This neglected story of women in business will be the focus of the 2025 Russell Ward Annual Lecture, to be delivered by acclaimed historian, Dr Catherine Bishop at the University of New England. Her lecture, The Legend of ‘Home Duties’: Navigating Social Expectation and Economic Necessity in Australia, will uncover the realities that census takers and electoral rolls obscured, and ask what these myths of domestic passivity reveal about Australia’s past.
“We’ve long assumed that women weren’t central to Australia’s economic history”, Bishop explains. “But women were constantly negotiating the balance between social expectation and financial necessity. The phrase ‘home duties’ is misleading. Women were always working, often in ways that went unrecorded.”
Dr Catherine Bishop is one of Australia’s leading historians of women’s business and economic life. She is the author of Minding Her Own Business: Colonial Businesswomen in Sydney (2015), which won the Ashurst Business Literature Prize, and Women Mean Business: Colonial Businesswomen in New Zealand (2019). Her current research project, Gendered Enterprise: A History of Australian Women in Business Since 1880, is funded by an Australian Research Council Discovery Early Career Researcher Award and based at Macquarie University. Her work is renowned for weaving archival research with public storytelling to recovering the lived experiences behind statistical and archival silences.
The Russel Ward Annual Lecture commemorates Professor Russel Ward (1914–1995), one of Australia’s most influential historians and long-time member of the University of New England’s history department. Ward’s landmark book The Australian Legend (1958) reshaped national debates about Australian identity and what he called ‘the national type’ by tracing how the figure of the rugged male bush worker came to be seen as the quintessential Australian.
Yet, as many critics have noted, women barely featured in Ward’s story.
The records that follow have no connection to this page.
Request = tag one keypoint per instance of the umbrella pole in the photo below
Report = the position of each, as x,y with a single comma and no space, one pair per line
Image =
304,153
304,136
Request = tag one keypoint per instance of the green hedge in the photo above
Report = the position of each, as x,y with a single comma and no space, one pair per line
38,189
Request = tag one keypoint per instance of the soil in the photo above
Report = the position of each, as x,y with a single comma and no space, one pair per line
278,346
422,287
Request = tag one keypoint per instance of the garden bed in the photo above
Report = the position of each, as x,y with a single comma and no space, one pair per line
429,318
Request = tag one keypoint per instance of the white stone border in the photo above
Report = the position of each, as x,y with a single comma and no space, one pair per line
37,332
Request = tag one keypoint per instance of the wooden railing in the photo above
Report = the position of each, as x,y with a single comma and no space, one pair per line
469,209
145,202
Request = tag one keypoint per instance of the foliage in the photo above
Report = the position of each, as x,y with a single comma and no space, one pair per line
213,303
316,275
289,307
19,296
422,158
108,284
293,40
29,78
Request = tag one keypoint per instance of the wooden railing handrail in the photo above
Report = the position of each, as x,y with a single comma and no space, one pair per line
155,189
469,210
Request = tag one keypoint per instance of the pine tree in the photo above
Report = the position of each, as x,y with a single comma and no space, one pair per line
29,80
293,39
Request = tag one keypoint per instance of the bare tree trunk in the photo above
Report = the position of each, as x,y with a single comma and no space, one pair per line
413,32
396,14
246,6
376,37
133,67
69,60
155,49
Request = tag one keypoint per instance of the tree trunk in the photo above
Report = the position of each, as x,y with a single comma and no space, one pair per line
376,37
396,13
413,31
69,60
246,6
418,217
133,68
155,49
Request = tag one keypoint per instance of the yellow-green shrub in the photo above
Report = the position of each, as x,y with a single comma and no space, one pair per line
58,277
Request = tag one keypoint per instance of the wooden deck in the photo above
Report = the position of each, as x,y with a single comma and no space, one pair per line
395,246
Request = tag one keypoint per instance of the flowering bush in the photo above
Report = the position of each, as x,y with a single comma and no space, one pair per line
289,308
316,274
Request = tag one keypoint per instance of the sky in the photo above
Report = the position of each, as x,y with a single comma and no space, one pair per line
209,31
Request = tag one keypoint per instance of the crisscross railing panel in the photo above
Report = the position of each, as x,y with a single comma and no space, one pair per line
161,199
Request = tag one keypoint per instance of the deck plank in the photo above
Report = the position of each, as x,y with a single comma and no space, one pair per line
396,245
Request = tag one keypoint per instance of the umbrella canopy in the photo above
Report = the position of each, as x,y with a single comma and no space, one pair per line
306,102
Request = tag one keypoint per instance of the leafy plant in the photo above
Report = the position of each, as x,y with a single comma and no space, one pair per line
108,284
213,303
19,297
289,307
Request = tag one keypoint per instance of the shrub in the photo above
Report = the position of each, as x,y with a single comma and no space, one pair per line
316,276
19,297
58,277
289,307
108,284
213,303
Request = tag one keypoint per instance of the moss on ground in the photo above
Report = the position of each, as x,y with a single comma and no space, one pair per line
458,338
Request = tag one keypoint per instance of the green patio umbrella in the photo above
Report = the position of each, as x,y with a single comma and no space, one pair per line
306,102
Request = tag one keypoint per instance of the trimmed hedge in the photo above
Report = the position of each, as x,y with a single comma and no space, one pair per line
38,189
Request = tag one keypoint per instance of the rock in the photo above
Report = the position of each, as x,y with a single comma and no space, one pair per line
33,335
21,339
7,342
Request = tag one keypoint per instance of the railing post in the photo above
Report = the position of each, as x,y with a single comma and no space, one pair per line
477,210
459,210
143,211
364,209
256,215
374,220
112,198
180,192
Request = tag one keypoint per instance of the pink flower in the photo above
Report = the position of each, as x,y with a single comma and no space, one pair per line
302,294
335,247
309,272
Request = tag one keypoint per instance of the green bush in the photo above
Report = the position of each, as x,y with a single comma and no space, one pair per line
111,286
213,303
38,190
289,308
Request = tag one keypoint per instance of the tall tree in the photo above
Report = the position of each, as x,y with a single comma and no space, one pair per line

By focusing on the realities behind “home duties”, Bishop’s lecture both builds on and critiques Ward’s legacy. Like Ward, she interrogates the myths that underpin Australian identity, but she does so by recovering the voices and contributions of women who were largely absent from his narrative.
In this way, the Russel Ward Annual Lecture continues its tradition of showcasing historians who bring fresh perspectives to the past while honouring Ward’s commitment to bold, accessible scholarship.
A distinctive feature of Bishop’s broader project is its openness to public contribution. She is actively inviting Australians to share family stories of businesswomen — mothers, grandmothers, aunts — whose hard work might otherwise be forgotten.
“History is written not only in boardrooms and parliaments, but in corner stores, farms, and family-run businesses”, Bishop says. “Every family has a story of a woman whose economic contributions were vital, even if they were never officially recorded. These stories deserve to be part of our national history.”
The Russell Ward Annual Lecture 2025 with Dr Catherine Bishop, Macquarie University presenting, will take place on Wednesday, 22 October at 5.15 pm in the A2 Theatre, Arts Building. All welcome and admission is free.